Tuberous sclerosis is a genetically determined disease from the group of phakomatoses, with a wide range of clinical manifestations, accompanied by the development of multiple benign tumors (hamartomas) in various organs, including the brain, eyes, skin, heart, kidneys, liver, lungs, gastrointestinal tract, endocrine and skeletal systems.
Tumors, gradually progressing and increasing in size, disrupt the functions of organs, sometimes leading to fatal consequences. It is a chronic progressive life-threatening disease that leads to reduced life expectancy and disability for patients.
Etiology. Tuberous sclerosis is an autosomal dominant genetically heterogeneous disease with a high incidence of new (spontaneous) mutations, which are found in 2/3 of patients. There are tuberous sclerosis type 1 caused by a mutation in the TSC1 gene and tuberous sclerosis type 2 caused by a mutation in the TSC2 gene. Approximately 10 to 30% of cases of tuberous sclerosis are caused by mutations in the TSC1 gene (OMIM 605284) (tuberous sclerosis type 1, OMIM # 191100), located on chromosome 9 in region 9q34, which codes for the protein gamartin. The remaining cases of the disease are caused by mutations in the TSC2 gene (OMIM 191092) (tuberous sclerosis type 2 - OMIM # 613254), localized on chromosome 16 in the 16p13 region and encoding the tuberin protein. The TS genes are characterized by high penetrance (up to 100%) and variable expressivity (in relatives with the same familial dominant mutation, the severity of the disease may differ).
Pathogenesis.
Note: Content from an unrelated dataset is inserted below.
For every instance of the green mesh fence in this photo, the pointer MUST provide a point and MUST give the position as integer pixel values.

The TSC1 and TSC2 genes are normally natural tumor suppressor genes. The protein products of the TSC1 and TSC2 genes, hamartin and tuberin, form a heterodimer capable of inhibiting the signaling cascade mediated by the mammalian Target of Rapamycin Complex 1 (mTORС1) complex. The mechanism of TS pathogenesis consists in mutations in the TCS1 and TSC2 genes with the loss of their function and pathological activation of the mTOR kinase associated with mutations. As a result, the PI3K / Akt / mTOR signaling pathway is activated. This cascade is a key regulator of cell growth and proliferation. It is activated in response to nutrient and growth factors, regulating a number of cellular functions such as translation, transcription, and autophagy. Hyperactivation of the mTORС1 cascade, leading to increased cell proliferation, is considered an important link in malignant transformation (Fig. 1). In cells with mutations in TSC1 and TSC2, this signaling pathway is constantly “on”. This signal transduction pathway is a key link in the pathogenesis of TS. One of the mutations TSC1 and TSC2 is found in all cells of the body. In the progenitor cell of the tumor clone, the second allele, unaffected by the hereditary mutation, is inactivated.
• angiofibromas of the face (at least three) sludge and fibrous plaques on the head;
• hypopigmented spots (not less than three and not less than 5 mm in diameter);
• non-traumatic periungual fibromas (at least two);
• a section of "pebbled skin";
• multiple retinal hamartomas;
• cortical dysplasias (at least three): cortical tubers and migratory tracts in the white matter • of the brain;
• subependymal nodes (at least two);
• subependymal giant cell astrocytoma;
• multiple or single rhabdomyomas of the heart;
• lymphangioleiomyomatosis of the lungs;
• multiple renal angiomyolipomas (at least two).
Diagnosis is based on a combination of clinical symptoms and symptoms detected during additional laboratory examination. The phenotype of a patient with TS depends on the number, location, and size of hamartomas. The age of the patient also plays an important role as different symptoms of the disease appear at different age periods. The large number of clinical signs of TS, variability of the phenotype, and the fact that the manifestation of signs depends on the patient's age complicates the diagnosis of the disease.
Confirmed pathogenic mutation TSC1 or TSC2 is the main criterion sufficient for the diagnosis of tuberous sclerosis.